Seekg(ios::beg) not returning to beginning of redirected input

user0123 picture user0123 · Jul 27, 2013 · Viewed 12.3k times · Source

I am making a huffman encoder and to do so i need to read over the input (which will ALWAYS be a redirected file) to record the frequencies, then create the codebook and then read over the input again so i can encode it.

My problem is that i am currently trying to test out how to make the file read over from cin twice.

I read online that cin.seekg(0) or cin.seekg(ios::beg) or cin.seekg(0, ios::beg) all should work perfectly fine so long as the file is redirected and not piped. But when i do that it seems to not do anything at all to the position of cin.

Here is the code that i am currently using:

#include<iostream>
#include"huffmanNode.h"

using namespace std;

    int main(){

    //create array that stores each character and it's frequency
    unsigned int frequencies[255];
    //initialize to zero
    for(int i=0; i<255; i++){
        frequencies[i] = 0;
    }

    //get input and increment the frequency of corresponding character
    char c;
    while(!cin.eof()){
        cin.get(c);
        frequencies[c]++;
    }

    //create initial leafe nodes for all characters that have appeared at least once
    for(int i=0; i<255; i++){

        if(frequencies[i] != 0){
            huffmanNode* tempNode = new huffmanNode(i, frequencies[i]);
        }
    }


    // test readout of the frequency list
    for(int i=0; i<255; i++){
        cout << "Character: " << (char)i << " Frequency: " << frequencies[i] << endl;;
    }

    //go back to beginning of input
    cin.seekg(ios::beg);

    //read over input again, incrementing frequencies. Should result in double the amount of frequencies
 **THIS IS WHERE IT LOOPS FOREVER**
    while(!cin.eof()){
        cin.get(c);
        frequencies[c]++;
    }

    //another test readout of the frequency list
    for(int i=0; i<255; i++){
        cout << "Character: " << (char)i << " Double Frequency: " << frequencies[i] << endl;
    }


    return 0;
}

Debugging shows that it gets stuck in the while loop on line 40, and it seems to constantly be getting a newline character. Why would it not exit this loop? I assume that cin.seekg() is not actually resetting the input.

Answer

James Kanze picture James Kanze · Jul 27, 2013

There are several problems with your code. The first is that you use the results of an input (cin.get( c )) without checking that the input has succeeded. This is always an error; in your case, it will probably only result in counting (and later outputting) the last character twice, but it can result in undefined behavior. You must check that the input stream is in a good state after each input, before using the value input. The usual way of doint this is:

while ( cin.get( c ) ) // ...

, putting the input directly in the loop condition.

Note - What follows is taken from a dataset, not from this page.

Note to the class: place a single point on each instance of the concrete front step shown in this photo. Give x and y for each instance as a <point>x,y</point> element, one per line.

The second is the statement:

cin.seekg( std::ios::beg );

I'm actually sort of surprised that this even compiled: there are two overloads of seekg:

std::istream::seekg( std::streampos );

and

std::istream::seekg( std::streamoff, std::ios_base::seekdir );

std::ios::beg has type std::ios_base::seekdir. It's possible for an impementation to define std::streampos and std::ios_base::seekdir in a way so that there is an implicit conversion from std::ios_base::seekdir to std::streampos, but in my opinion, it shouldn't, since the results will almost certainly not be what you want. To seek to the beginning of a file:

std::cin.seekg( 0, std::ios_base::beg );

A third problem: errors in the input stream are sticky. Once you've reached the end of file, that error will remain, and all other operations will be no-ops, until you have cleared the error: std::cin.clear();.

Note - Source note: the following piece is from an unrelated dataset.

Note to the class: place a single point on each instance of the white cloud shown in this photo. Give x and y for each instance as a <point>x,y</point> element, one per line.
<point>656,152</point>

One final comment: the fact that you are using std::cin worries me. It will probably work (although there is no guarantee that you can seek on std::cin, even if the input is redirected from a file), but do be aware that there is no way you can output the results of a huffman encoding to std::cout. It will work under Unix, but probably no where else. Huffman encoding requires that the files be open in binary mode, which is never the case for std::cin and std::cout.